All this is bad news. But pretending that it can be avoided is either foolish or deceitful. There is no nice way to synthesize cleanly modular ethical building blocks that people could assemble in various ways according to their needs, while being fully aware and in control of the process. It is a little bit like the Gödel Theorem : you cannot build a belief systems whith those very hands it is its purpose to control.

The last question is that of human nature.
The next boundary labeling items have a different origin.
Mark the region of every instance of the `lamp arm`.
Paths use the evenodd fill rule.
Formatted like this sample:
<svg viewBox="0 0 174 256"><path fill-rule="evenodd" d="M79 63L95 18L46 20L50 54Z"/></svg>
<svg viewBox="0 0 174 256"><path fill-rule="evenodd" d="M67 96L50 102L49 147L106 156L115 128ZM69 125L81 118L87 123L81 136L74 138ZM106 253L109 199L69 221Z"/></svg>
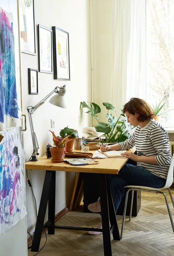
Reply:
<svg viewBox="0 0 174 256"><path fill-rule="evenodd" d="M33 153L32 154L31 161L35 161L37 160L36 156L39 154L38 153L38 150L39 149L39 147L37 142L37 138L36 137L36 135L34 131L33 122L31 115L33 113L32 112L32 109L27 109L27 110L29 113L29 121L30 122L31 132L31 134L32 142L33 143Z"/></svg>
<svg viewBox="0 0 174 256"><path fill-rule="evenodd" d="M63 88L65 87L66 86L66 85L64 85ZM33 153L32 154L31 161L37 161L37 160L36 158L36 156L39 154L38 153L38 150L39 148L39 145L38 144L36 135L34 130L33 122L31 115L38 108L39 108L39 107L40 107L40 106L41 106L43 104L45 103L45 102L48 99L48 98L50 97L50 96L52 95L53 93L54 93L55 92L57 93L59 93L60 92L58 89L58 88L59 88L60 89L61 89L57 86L52 91L51 91L51 93L48 94L48 95L45 97L45 98L42 99L42 100L41 100L38 103L36 104L36 105L35 105L34 107L30 106L28 107L27 108L27 111L29 113L29 121L30 122L31 132L31 134L32 141L33 143Z"/></svg>

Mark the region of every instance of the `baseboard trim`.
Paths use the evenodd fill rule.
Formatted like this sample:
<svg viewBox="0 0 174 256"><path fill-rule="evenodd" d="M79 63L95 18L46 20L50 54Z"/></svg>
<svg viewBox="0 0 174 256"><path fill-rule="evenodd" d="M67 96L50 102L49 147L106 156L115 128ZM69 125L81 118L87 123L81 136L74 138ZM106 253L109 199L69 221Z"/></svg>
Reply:
<svg viewBox="0 0 174 256"><path fill-rule="evenodd" d="M70 207L70 204L69 204L68 206L65 207L60 212L57 213L55 216L55 222L56 222L57 221L60 219L61 218L63 217L66 213L69 212L69 207ZM45 231L46 231L48 230L48 228L46 228L45 229ZM44 231L42 232L42 234L44 233ZM32 238L33 239L34 233L31 236ZM27 247L30 247L32 244L32 239L31 237L29 237L27 239Z"/></svg>

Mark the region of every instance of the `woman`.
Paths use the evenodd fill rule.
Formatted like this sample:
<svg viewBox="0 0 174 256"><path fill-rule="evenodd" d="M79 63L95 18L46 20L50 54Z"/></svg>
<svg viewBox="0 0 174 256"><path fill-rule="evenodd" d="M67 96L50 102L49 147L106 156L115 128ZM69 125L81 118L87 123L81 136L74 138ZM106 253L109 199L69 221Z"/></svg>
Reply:
<svg viewBox="0 0 174 256"><path fill-rule="evenodd" d="M125 105L123 112L128 122L136 127L134 133L125 141L111 145L101 145L100 150L103 151L125 150L135 146L137 155L127 152L121 154L140 162L140 165L126 164L118 174L107 175L116 213L124 195L125 186L163 186L171 160L168 134L153 119L153 110L145 100L137 98L131 99ZM89 204L88 209L94 212L100 212L100 199L97 202ZM93 233L95 232L92 234L96 234Z"/></svg>

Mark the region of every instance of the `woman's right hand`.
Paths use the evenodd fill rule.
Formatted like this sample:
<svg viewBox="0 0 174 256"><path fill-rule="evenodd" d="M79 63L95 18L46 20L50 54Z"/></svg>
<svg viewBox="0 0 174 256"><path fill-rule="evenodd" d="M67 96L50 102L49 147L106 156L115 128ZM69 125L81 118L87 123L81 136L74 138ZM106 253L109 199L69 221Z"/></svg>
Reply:
<svg viewBox="0 0 174 256"><path fill-rule="evenodd" d="M101 145L100 149L102 152L106 152L106 151L108 151L109 150L109 147L106 145L103 147L103 145Z"/></svg>

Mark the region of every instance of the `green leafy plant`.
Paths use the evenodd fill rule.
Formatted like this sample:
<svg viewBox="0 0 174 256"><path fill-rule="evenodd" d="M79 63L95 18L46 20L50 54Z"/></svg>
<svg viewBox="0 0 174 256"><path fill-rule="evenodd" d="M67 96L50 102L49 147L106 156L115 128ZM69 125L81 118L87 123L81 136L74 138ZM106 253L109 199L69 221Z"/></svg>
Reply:
<svg viewBox="0 0 174 256"><path fill-rule="evenodd" d="M152 108L154 111L154 116L161 116L162 115L163 115L165 113L166 113L171 110L173 110L172 109L170 109L170 110L166 111L163 113L159 113L166 102L167 101L165 101L164 103L163 103L163 101L161 101L158 104L156 102L155 105L152 105Z"/></svg>
<svg viewBox="0 0 174 256"><path fill-rule="evenodd" d="M99 122L99 118L97 114L101 112L101 108L98 105L94 102L81 102L81 105L83 108L86 108L88 109L86 112L92 116L98 122L95 128L98 132L104 132L106 137L106 142L116 143L124 141L130 136L130 132L132 128L127 122L126 115L123 113L123 106L122 105L122 109L120 116L118 118L114 115L115 108L110 103L103 102L103 105L108 110L106 118L108 122ZM110 112L112 111L112 114Z"/></svg>
<svg viewBox="0 0 174 256"><path fill-rule="evenodd" d="M56 136L55 135L54 131L51 131L50 130L49 130L49 131L51 131L53 135L54 145L57 148L59 148L60 147L65 147L67 142L72 140L68 139L69 137L70 137L70 135L68 135L65 138L63 138L63 139L61 139L59 136Z"/></svg>
<svg viewBox="0 0 174 256"><path fill-rule="evenodd" d="M60 131L60 136L62 137L69 136L70 138L78 138L78 133L77 130L70 129L67 126Z"/></svg>

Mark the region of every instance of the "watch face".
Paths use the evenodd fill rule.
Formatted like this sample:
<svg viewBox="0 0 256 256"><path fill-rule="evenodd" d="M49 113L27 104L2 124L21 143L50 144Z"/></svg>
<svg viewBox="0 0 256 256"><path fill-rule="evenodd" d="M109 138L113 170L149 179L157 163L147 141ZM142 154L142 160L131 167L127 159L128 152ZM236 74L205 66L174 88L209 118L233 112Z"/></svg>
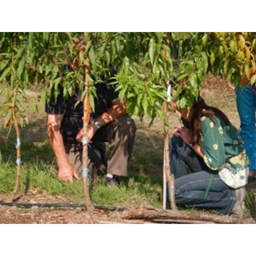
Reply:
<svg viewBox="0 0 256 256"><path fill-rule="evenodd" d="M97 129L99 129L100 128L100 124L99 123L99 122L98 121L96 121L95 122L95 127L96 127L96 128Z"/></svg>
Well, I do not know what it is. If certain belief systems seem to work well and produce desirable results (like 'Be free so trust but ensure you can verify'), we may surmise that they have a good fit with human nature. But there is little else we can say. So if "human nature" changes (and I see what you mean here), belief systems will have to as well. But this need not worry us since there is a constant supply of new systems. So we are always guaranteed that at some point in the future one will emerge that will have a better fit with the changed circumstances than the one we had previously.

So, and to summarise, there is no point in talking about 'a priori ethics' since all ethical/belief systems are a-priori. Yours no less than any other.